Altars…Live on Pure Hate Review

American Black Metal outfit Altars aren’t afraid to draw influences from unorthodox sources.  In a recent interview with Regress Magazine, they cited noise legend Prurient as a major source of inspiration; and it shows.  A three piece, consisting of J. Hartings on drums, J. Dorsey on vocals and guitar, and M. Reis crafting a wall of punishing noise, Altars have an expansiveness to their sound that evokes the industrial clamor of an abandoned factory grinding to a halt.  Raw, but not muddy.  Noisey, but not amelodic, Altars is one of the finest realizations of blackened noise on the scene.

Following the success of their epic split with Halla, Altars Live on Pure Hate weighs in at five tracks.  The introduction set’s the stage to this record. A noisy, crunchy industrial piece that swells to violent extremes by it’s midpoint. The sound of steel on steel, the drone of a distant motor, sparse percussion that builds under layers of noise. Clearly drawing inspiration from the harsh noise and power electronics that Reis cites as an influence, it posits a different strand of black metal. Born not in the dark forests of the north, but of the hellscape of modern industry. As guitar kicks in we hit the first real track on this album, “The Slain God”. The noise transitions clearly from the intro here, but with a simple, crystal clear riff driving this along we’ve clearly entered black metal territory. After chugging along for a minute, all hell breaks loose as the vocals drop in. Distorted and distant, they offer a stark contrast to the clean guitar.

As a whorl of shattered steel and crushing feedback churn in the background the tempo picks up, leading directly into “The Great Ram”. Feedback is contrasted with electronic noise, overlapping with the vocal and brutal drumming before syncing up in a blast of noise. This track is pure evil; the noise dominating the rest of the instruments. A black tide threatening to swallow the entire track, the guitar pierces through,a sludgy lead that slows the track down to a funeral march.

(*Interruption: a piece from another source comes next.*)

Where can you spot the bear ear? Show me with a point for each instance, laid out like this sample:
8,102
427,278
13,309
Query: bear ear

The next song, “A Wounded Bird”, is the most straightforward black metal song on this album. Ildjarn-esque guitar and drum pound relentlessly against a wall of feedback. Vocals hear drop down into a death metal growl at points, recalling some of Altars earlier works. After two minutes of raw black metal everything simply drops out, distant noise coming to dominate the rest of the track. Sparsely strummed bass floats over an empty industrial landscape for the rest of this track providing an almost beautiful contrast to the rawness of the earlier.

The final track on this record is going to divide audiences.  Eschewing the harsh vocals and buzzsaw electric guitars, we instead get clean vocals and acoustics.  This is a cover of the Swan’s classic, “God Damn the Sun” and it hits like a freight train.  Swan’s influence on American noise rock and black metal cannot be denied; one need only listen to the live album Public Castration is a Good Idea to see just how far into dark territory these legends could take it.  Altars cover does the original justice; it’s plaintive, mournful, hateful, and yet under it all, beautiful.  While some may question putting an acoustic song at the end of a punishing blackened noise record, it fits here, showing just how far their influences go.

While many critics consider black metal a genre that’s collapsing in on itself, Live on Pure Hate is a strong statement to the depth and expansiveness of the American black metal scene.  Live on Pure Hate is currently available via King of the Monsters Records and How Much Art Can You Take.  Pick this one up, Altars are well on their way to becoming a canonical piece of the black metal underground.